Thread: database sorting algorithms.

Jian He:

On Sat, May 1, 2021 at 9:07 AM Jian He <hejian.mark@gmail.com> wrote:
> Been self study Database, from database I deep dived into sorting algorithms.

Peek a good book, because that is a hairy topic with lot of math and
other previous knowledge required.

> Databases can do in-memory QuickSort. It also has an on-disk MergeSort.

If you ignore top-n and other stuff, just full sorts, databases uses
two types of sorting, internal sorts, which are the ones used when you
can fit your data on ram, and external sorts, when they have to spill
to tape/disk/whatever.

For internal sorts you can use quicksort, heapsort, mergesort, even
insertion sort. Quicksort with fallback to insertion is a popular one
( quicksort and merge sort are divide and conquer algorithms, but once
they have divided enough it is easier to fallback to a simpler
algorithm ).

When the data no longers fit in ram you need to make an external sort.
The classic way to do this is to sort chunks as big as they fit in
ram, write presorted chunks to disk and then merge those chunks. These
is called merge sort too, and is similar to a memory merge sort, but
not the same ( when I've done it I use two way merge for memory merge
sorts, but N-way for disk sort ( current memories are so big I never
need to do more than 1 merge pass since the tape era )

> For MergeSort: I follow this tutorial https://youtu.be/6pV2IF0fgKY?t=1108  (around 1 minutes only)
> But I am still not fully understanding about nlogn. I understand how many passes it will take, that is logn.
> Yes each pass will sort N elements.
> But I still don't get the N stand for in n*logn.

Basically you do logn passes over N elements.

> Why does each pass take  n time to sort it?

I have not time for looking at the video, but basic binary merge sort
is N log N because you have logN passes and each one must merge N
elements. Imagine you do an 8 elements pure merge sort.
1st you split it into 4+4 elements, recurse to sort them and merge
them.  Merging is an N-complexity op because you need to read the 8
elements.
4 elements are split into 2+2, same thing, merge neads four reads, but
you have two merges, so eight reads again.
2 elements are split into 1+1, two reads for merging, but you have
four chungk, so eight again.

Total, 3 passes ( log2(8) ) of eight reads.

Real sorts are more complex, but the N is always present, as you
always need to at least read the full input set to sort.

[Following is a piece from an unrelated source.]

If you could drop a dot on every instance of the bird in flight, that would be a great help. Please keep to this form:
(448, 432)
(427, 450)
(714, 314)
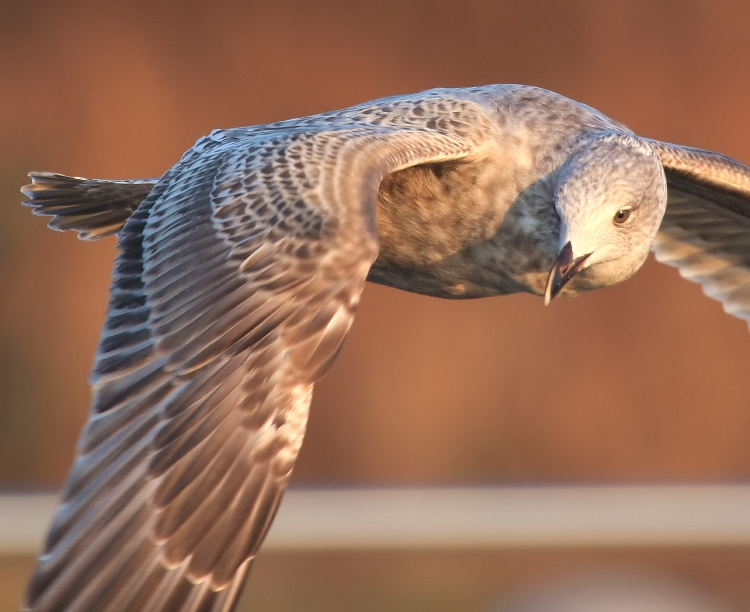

Note, in external sort you may have N elements, of which only M fit in ram.
You do C=N/M chunks , these need C*MlogM = N logMtime to be sorted
and C*M=N time to be written to and read from disk.
But to merge C chunks you basically do logC comparison for element, so
add N*logC N(logN-logM). If you add appropiate constants and add all
you'll find the final result is O(NlogN).

Francisco Olarte.








Francisco Olarte.